Vamos conhecer alguns deles.
Setor jurídico
Uma das possibilidades com maior potencial para a utilização dos smart contracts fora da blockchain seja a incorporação da tecnologia ao ambiente jurídico. Além de incorporar assinaturas digitais com validade legal para acordos formais, os contratos inteligentes estão inovando significativamente a forma como as relações jurídicas ocorrem atualmente. Eles eliminam a necessidade de agentes intermediários e simplificam todos os processos envolvidos.
“Casamento na blockchain: casal se casa na blockchain Ethereum”. O casal Rebecca Rose e Peter Kacherginsky, formalizou a relação através de um contrato inteligente no ano passado, na Califórnia, EUA. As alianças foram trocadas no formato de NFTs. (Via: cryptonary.com)
NFTs
Os games representam uma indústria multibilionária e a incorporação da tecnologia blockchain a este setor só aumentou ainda mais esse faturamento. A alta adesão pelos jogos play-to-earn criou um novo espaço para obter uma boa fonte de renda. Além de oportunidades de investimentos milionários, comumente impulsionadas pelos tokens não fungíveis (NFTs).
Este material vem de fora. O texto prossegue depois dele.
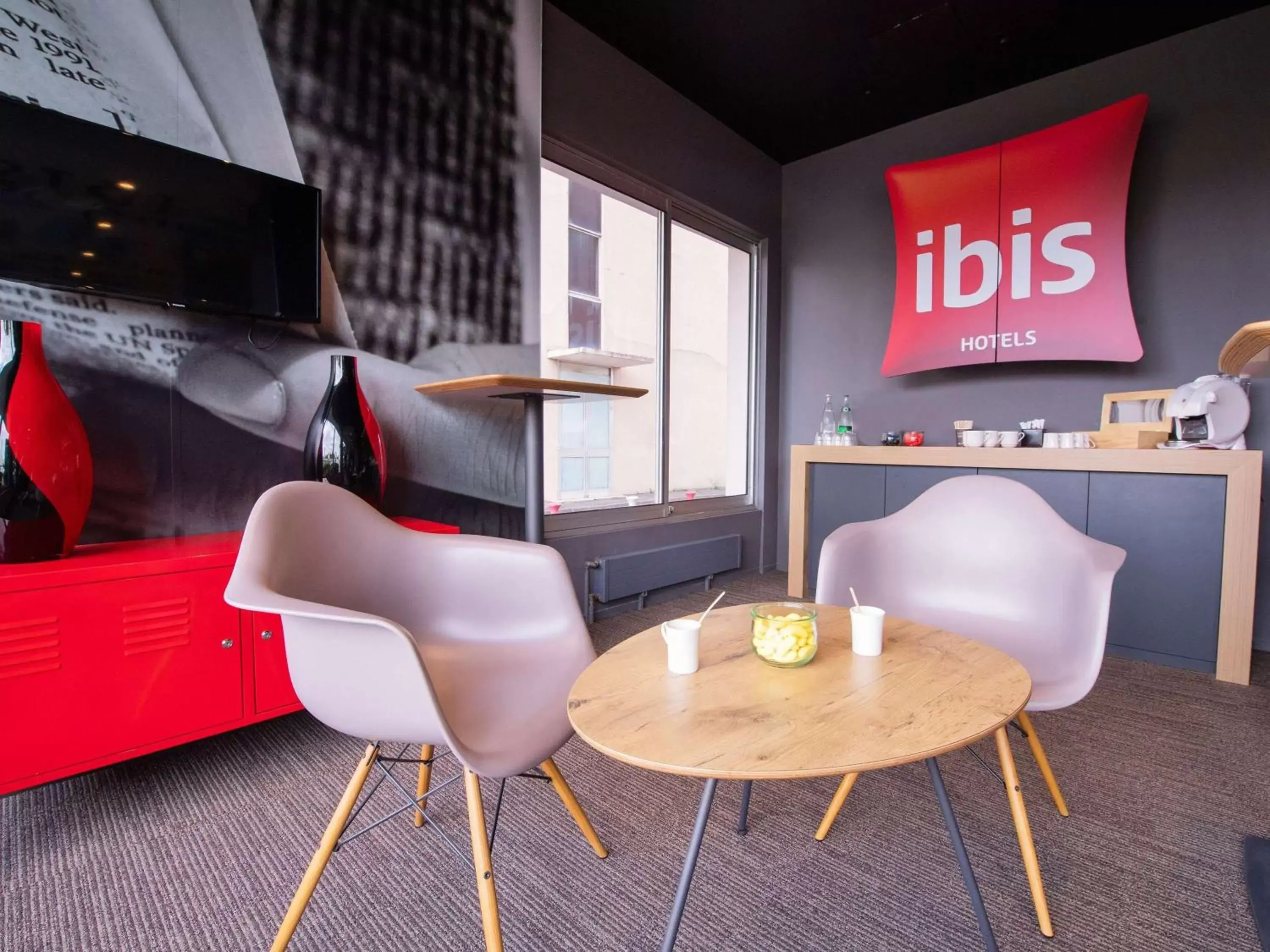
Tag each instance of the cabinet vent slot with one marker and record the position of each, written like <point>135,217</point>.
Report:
<point>155,626</point>
<point>30,647</point>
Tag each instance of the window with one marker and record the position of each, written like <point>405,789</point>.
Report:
<point>641,292</point>
<point>710,301</point>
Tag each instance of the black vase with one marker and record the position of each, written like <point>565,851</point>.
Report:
<point>346,446</point>
<point>46,473</point>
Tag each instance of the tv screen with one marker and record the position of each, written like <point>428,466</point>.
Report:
<point>87,207</point>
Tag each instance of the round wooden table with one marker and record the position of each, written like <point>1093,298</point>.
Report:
<point>740,719</point>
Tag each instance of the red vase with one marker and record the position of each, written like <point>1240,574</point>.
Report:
<point>46,471</point>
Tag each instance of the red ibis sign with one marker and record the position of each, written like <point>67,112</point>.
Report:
<point>1016,252</point>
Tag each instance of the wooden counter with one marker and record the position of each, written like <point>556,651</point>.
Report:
<point>1236,540</point>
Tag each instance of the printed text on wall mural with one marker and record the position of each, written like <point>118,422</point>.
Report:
<point>1016,252</point>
Entenda melhor em: O que é um NFT? O guia completo para tokens não fungíveis
As negociações, trocas e recompensas comuns às dinâmicas desses jogos são garantidas pelos registros imutáveis integrados à rede blockchain na qual um NFT está suportado. Como os NFTs são ativos singulares e, por isso, extrapolam os limites dos games para se tornarem verdadeiras jóias nos mercados especializados, o potencial econômico deste setor estimula o desenvolvimento de outros setores da economia.
Mercado imobiliário
A tokenização dos bens imobiliários através dos contratos inteligentes permite incorporar a tecnologia blockchain para estabelecer uma nova forma de tratar as questões relativas à documentação e transação de um imóvel. Reduzindo ou até eliminando os custos no processo de transferências dos títulos de propriedade, taxas diversas ou mesmo a necessidade de um corretor intermediário.
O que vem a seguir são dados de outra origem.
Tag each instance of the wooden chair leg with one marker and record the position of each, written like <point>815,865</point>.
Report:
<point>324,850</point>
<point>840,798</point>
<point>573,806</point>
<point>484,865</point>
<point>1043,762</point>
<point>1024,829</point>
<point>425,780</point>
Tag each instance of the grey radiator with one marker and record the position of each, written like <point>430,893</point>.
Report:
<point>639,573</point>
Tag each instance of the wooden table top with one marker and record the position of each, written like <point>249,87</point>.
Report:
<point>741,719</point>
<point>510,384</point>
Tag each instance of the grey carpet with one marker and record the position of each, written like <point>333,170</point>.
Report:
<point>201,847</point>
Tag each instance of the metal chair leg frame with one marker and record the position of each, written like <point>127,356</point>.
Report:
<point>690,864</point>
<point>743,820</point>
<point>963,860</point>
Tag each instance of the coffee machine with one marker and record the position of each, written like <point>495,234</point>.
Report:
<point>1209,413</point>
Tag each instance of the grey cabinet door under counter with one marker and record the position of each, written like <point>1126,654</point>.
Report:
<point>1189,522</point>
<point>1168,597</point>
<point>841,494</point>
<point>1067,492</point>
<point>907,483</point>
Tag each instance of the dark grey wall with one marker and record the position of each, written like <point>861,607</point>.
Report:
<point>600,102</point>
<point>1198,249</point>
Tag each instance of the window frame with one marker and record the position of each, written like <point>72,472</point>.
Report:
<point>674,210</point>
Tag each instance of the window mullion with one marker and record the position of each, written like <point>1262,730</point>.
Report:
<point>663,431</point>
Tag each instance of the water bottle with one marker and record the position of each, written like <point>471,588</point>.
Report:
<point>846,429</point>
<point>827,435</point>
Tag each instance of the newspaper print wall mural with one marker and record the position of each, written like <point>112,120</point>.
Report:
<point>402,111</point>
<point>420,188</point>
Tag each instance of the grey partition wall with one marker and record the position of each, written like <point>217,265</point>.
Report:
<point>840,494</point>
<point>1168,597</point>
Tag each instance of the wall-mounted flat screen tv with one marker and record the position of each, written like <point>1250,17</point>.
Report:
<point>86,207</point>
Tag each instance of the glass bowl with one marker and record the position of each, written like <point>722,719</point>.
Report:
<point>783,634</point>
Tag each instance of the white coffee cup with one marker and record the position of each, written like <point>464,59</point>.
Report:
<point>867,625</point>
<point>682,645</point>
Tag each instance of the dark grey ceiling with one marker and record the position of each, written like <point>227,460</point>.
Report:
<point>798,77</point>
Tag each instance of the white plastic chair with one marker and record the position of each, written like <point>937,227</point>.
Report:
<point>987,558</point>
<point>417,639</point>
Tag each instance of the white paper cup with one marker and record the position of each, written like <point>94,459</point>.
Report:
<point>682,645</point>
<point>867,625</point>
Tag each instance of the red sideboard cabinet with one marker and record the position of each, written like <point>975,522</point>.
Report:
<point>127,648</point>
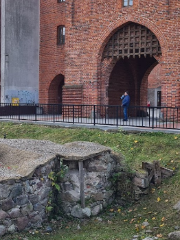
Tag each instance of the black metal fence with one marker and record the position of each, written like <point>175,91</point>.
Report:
<point>138,116</point>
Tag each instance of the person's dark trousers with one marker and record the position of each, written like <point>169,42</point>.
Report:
<point>125,113</point>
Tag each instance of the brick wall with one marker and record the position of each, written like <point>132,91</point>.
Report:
<point>89,26</point>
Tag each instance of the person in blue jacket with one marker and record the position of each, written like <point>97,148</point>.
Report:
<point>125,104</point>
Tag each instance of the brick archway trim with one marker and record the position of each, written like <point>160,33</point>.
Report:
<point>112,28</point>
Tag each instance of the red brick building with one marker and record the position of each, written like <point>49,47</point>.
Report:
<point>92,51</point>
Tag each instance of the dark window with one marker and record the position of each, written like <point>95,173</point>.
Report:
<point>127,3</point>
<point>60,35</point>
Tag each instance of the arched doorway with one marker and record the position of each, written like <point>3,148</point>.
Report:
<point>134,49</point>
<point>55,91</point>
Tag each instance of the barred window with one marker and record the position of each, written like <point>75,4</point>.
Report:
<point>127,3</point>
<point>61,35</point>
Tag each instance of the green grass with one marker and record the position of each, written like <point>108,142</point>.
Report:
<point>156,208</point>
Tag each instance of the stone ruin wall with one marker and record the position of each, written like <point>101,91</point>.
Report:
<point>23,199</point>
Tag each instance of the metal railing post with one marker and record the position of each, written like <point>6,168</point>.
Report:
<point>153,118</point>
<point>117,116</point>
<point>73,114</point>
<point>94,115</point>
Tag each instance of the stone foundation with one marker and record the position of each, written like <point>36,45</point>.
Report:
<point>25,186</point>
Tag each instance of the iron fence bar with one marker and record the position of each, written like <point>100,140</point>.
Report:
<point>94,115</point>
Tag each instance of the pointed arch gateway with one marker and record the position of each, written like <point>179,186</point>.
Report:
<point>55,92</point>
<point>133,49</point>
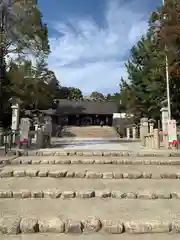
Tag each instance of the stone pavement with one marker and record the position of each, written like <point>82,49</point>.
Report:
<point>101,193</point>
<point>50,236</point>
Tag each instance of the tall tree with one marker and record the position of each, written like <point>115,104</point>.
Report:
<point>144,90</point>
<point>97,96</point>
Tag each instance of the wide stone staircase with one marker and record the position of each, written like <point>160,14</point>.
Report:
<point>90,132</point>
<point>98,195</point>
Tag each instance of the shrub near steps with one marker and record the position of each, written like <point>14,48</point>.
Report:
<point>78,195</point>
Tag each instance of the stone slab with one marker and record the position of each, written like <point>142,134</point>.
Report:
<point>107,209</point>
<point>96,171</point>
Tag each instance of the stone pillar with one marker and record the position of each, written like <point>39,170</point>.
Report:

A implementação dos smart contracts a operações como as do setor imobiliário podem representar uma mudança significativa no papel exercido pelas repartições responsáveis. Por custodiar e garantir validade legal a documentos, e em um futuro não muito distante pode colocar em cheque “aquele que lida com papéis”.
Inteligência artificial
À medida que a implementação dos contratos inteligentes rompe as barreiras das operações on-chain e se expandem aos mais diversos setores, a tecnologia que permite novas aplicações tende a se tornar cada vez mais complexa. Elevar o uso dos smart contracts a níveis corporativos, por exemplo. Em que são compreendidos vários elementos ou aspectos distintos, exige um desenvolvimento equivalente dos recursos tecnológicos requeridos para tal.
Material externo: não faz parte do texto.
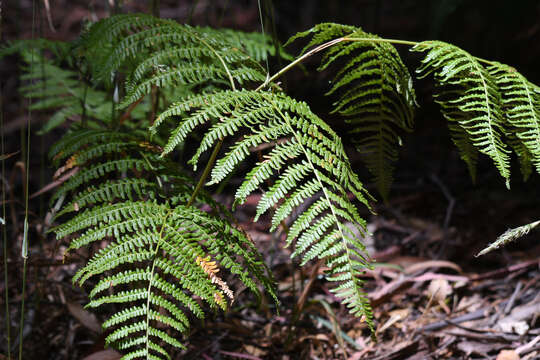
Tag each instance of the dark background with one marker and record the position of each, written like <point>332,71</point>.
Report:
<point>504,31</point>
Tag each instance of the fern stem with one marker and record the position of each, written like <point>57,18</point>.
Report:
<point>319,180</point>
<point>4,225</point>
<point>206,172</point>
<point>215,152</point>
<point>24,250</point>
<point>152,272</point>
<point>337,41</point>
<point>299,60</point>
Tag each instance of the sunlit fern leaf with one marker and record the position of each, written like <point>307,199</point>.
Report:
<point>160,253</point>
<point>469,97</point>
<point>521,105</point>
<point>374,93</point>
<point>304,153</point>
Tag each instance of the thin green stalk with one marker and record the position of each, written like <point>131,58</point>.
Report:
<point>24,250</point>
<point>150,281</point>
<point>4,226</point>
<point>205,173</point>
<point>336,41</point>
<point>213,157</point>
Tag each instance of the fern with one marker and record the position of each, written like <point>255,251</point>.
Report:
<point>166,54</point>
<point>470,101</point>
<point>521,103</point>
<point>310,161</point>
<point>375,93</point>
<point>162,252</point>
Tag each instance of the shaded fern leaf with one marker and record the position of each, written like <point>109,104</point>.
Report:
<point>374,93</point>
<point>163,53</point>
<point>521,105</point>
<point>471,102</point>
<point>305,158</point>
<point>161,252</point>
<point>56,88</point>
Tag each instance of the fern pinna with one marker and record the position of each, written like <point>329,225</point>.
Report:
<point>306,159</point>
<point>160,252</point>
<point>163,251</point>
<point>307,150</point>
<point>374,93</point>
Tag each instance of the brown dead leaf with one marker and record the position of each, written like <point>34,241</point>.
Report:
<point>395,316</point>
<point>86,318</point>
<point>439,290</point>
<point>104,355</point>
<point>508,355</point>
<point>432,264</point>
<point>253,350</point>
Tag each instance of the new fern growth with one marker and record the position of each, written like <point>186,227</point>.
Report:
<point>162,251</point>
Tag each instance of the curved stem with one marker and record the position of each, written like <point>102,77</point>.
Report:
<point>342,39</point>
<point>205,173</point>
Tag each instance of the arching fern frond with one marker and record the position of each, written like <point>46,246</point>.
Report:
<point>521,104</point>
<point>54,87</point>
<point>374,93</point>
<point>471,102</point>
<point>305,158</point>
<point>161,253</point>
<point>165,54</point>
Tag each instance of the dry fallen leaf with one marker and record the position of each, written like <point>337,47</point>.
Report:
<point>439,290</point>
<point>507,355</point>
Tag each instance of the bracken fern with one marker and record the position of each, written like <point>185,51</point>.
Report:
<point>121,185</point>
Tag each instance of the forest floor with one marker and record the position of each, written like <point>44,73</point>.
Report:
<point>432,298</point>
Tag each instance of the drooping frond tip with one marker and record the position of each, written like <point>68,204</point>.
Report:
<point>305,161</point>
<point>161,253</point>
<point>373,91</point>
<point>489,110</point>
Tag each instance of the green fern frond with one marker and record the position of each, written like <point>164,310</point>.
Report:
<point>161,252</point>
<point>166,54</point>
<point>375,93</point>
<point>305,153</point>
<point>56,88</point>
<point>521,104</point>
<point>470,99</point>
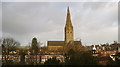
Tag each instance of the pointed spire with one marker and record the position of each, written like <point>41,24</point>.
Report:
<point>68,18</point>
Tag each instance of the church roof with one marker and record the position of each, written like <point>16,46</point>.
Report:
<point>61,43</point>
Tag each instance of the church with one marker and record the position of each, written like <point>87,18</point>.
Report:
<point>61,47</point>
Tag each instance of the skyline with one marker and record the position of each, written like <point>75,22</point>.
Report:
<point>28,20</point>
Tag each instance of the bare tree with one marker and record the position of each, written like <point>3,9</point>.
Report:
<point>7,44</point>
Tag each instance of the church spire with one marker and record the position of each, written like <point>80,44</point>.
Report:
<point>68,18</point>
<point>68,28</point>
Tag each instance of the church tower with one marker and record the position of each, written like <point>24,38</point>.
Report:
<point>69,35</point>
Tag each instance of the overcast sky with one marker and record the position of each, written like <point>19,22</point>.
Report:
<point>93,22</point>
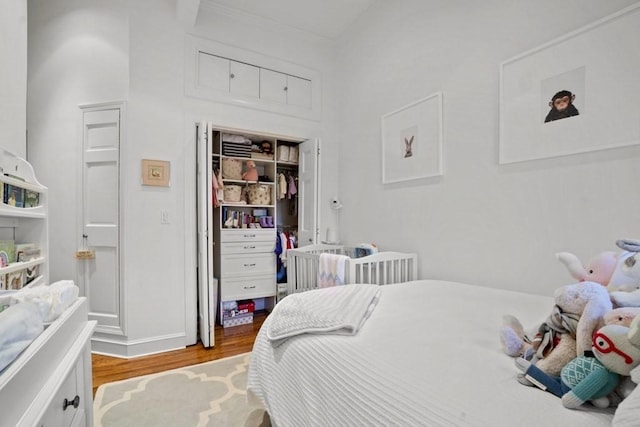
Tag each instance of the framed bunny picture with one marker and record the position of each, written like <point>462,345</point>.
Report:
<point>412,146</point>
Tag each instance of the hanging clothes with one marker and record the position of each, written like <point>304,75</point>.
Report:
<point>292,190</point>
<point>282,186</point>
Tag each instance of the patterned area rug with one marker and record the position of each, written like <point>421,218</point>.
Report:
<point>207,394</point>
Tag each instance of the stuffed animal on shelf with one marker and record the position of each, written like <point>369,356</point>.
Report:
<point>593,375</point>
<point>624,285</point>
<point>251,173</point>
<point>599,269</point>
<point>578,311</point>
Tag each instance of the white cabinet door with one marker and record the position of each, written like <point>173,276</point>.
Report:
<point>308,185</point>
<point>273,86</point>
<point>207,292</point>
<point>213,72</point>
<point>298,92</point>
<point>244,79</point>
<point>100,216</point>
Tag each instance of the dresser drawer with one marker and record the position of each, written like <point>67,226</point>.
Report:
<point>242,265</point>
<point>248,235</point>
<point>247,247</point>
<point>67,407</point>
<point>245,288</point>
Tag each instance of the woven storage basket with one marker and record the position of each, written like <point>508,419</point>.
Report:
<point>231,169</point>
<point>232,193</point>
<point>259,194</point>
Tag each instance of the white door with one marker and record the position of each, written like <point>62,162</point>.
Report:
<point>100,218</point>
<point>207,286</point>
<point>308,192</point>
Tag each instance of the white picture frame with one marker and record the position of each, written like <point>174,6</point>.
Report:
<point>598,64</point>
<point>412,146</point>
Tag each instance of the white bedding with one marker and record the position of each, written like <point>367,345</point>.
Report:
<point>428,355</point>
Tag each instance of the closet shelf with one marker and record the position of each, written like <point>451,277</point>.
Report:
<point>17,266</point>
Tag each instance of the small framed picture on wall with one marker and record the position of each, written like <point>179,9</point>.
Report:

Nesse sentido, o progresso da inteligência artificial (IA) deve acompanhar essa tendência. Resultando em novas soluções conjuntos de modo a criar um ambiente de puro avanço tecnológico. No qual tanto os contratos inteligentes, quanto os recursos dos sistemas IA, se encaminham para serem beneficiados mutuamente.
Perspectivas para o futuro dos contratos inteligentes
Definitivamente, as aplicações possíveis dos contratos inteligentes não estão restritas aos exemplos citados em nosso último tópico. Ao contrário disso, a tecnologia já é parte de diversos processos em inúmeros setores da economia atual.
Para além do universo das criptomoedas, as soluções originadas na blockchain encontram um vasto campo de atuação na sociedade e representam apenas o início de uma drástica mudança na maneira como as relações formais serão estabelecidas daqui pra frente.